Saturday, August 31, 2024

Arthur Rackham: Epilogue

Illustration from "Rip Van Winkle"
by Arthur Rackham
"Under the shadow of the opening of the Second World War, Rackham’s death received less attention in the Press than it would have done at another time. The obituary notice in The Times described him as ‘one of the most eminent book illustrators of his day’ with ‘a special place in the hearts of children’, and contrasted his belief in ‘the sacrosanct quality of the text’ with an ‘unmistakable personal idiosyncrasy’. ‘His genius had something of the Gothic flavour … his line was in the last degree sensitive.’ 

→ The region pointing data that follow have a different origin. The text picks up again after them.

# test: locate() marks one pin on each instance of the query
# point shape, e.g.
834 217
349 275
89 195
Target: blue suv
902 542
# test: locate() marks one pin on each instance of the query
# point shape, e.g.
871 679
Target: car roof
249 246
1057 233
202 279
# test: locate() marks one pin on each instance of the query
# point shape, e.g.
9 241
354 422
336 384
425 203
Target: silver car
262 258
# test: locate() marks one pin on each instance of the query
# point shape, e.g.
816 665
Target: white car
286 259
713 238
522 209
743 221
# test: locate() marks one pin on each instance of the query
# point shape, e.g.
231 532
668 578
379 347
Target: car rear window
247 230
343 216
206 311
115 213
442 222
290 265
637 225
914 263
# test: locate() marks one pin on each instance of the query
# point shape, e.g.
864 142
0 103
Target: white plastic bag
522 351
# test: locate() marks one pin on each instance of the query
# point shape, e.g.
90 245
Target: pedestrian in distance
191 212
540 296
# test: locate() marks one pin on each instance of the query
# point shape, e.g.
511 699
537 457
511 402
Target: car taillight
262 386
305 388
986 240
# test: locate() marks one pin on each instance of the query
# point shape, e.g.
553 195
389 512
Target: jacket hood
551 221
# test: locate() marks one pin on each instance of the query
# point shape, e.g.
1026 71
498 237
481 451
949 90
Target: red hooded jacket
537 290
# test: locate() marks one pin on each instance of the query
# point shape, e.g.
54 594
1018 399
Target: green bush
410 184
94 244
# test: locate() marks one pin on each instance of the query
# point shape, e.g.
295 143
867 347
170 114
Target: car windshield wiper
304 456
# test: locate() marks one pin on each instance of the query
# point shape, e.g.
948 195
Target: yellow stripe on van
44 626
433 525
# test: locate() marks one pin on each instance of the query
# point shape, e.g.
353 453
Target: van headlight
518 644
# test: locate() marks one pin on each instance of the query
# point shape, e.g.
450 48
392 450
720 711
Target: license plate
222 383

In December 1939, the memorial exhibition at the Leicester Galleries brought together examples of Rackham’s finest work from his best period, together with several of his landscapes and the majority of the principal drawings for Poe’s 'Tales,' 'Peer Gynt,' and 'The Wind in the Willows.'

'The Wind in the Willows,' with Rackham’s last illustrations, was published in New York by the Limited Editions Club in 1940. On this volume Bruce Rogers, greatest of American book designers, lavished all his skill. The drawings were not generally known in England until Methuen published a popular edition at a guinea in 1950, omitting a few of the plates, including the frontispiece in which Toad, disguised as a washerwoman, attempts to bargain with the booking-clerk at the railway station – a clerk who bears an unmistakable resemblance to Arthur Rackham.  

Rackham’s will, drawn up in favour of his wife and daughter, was proved at nearly £25,000. Mrs Rackham did not long survive her husband. She died in March 1941, aged seventy-three.

As Rackham’s death occurred in the early days of the war, it proved impossible to fulfil his wish for cremation at Golders Green because the undertakers, fearful of air raids that did not happen, refused to venture into London. His funeral therefore took place at Croydon. When Mrs Rackham died, heavy air raids were such everyday occurrences that no objections were raised. Edyth Rackham was cremated at Golders Green, and her ashes were then scattered with her husband’s in the Garden of Remembrance there. 

Since his death Rackham’s prestige in the book-collectors’ market has been fully maintained. It is understandable that such a prolific illustrator, who kept up a remarkably high standard of achievement over a very long period, should have become a focus of interest.  Altogether, the hunt for books illustrated by Rackham has already provided much pleasure for those who are disposed to take it up, and may well provide a great deal more, whatever the current prices may happen to be (and they will always vary according to the circumstances of a sale and the condition of the book). His reward has been not only a world-wide reputation but the affection felt by a multitude, young and old, for the ‘Beloved Enchanter’, ‘Le Peintre Sorcier’."

The End

(Excerpts from "Arthur Rackham: His Life and Work" by Derek Hudson.)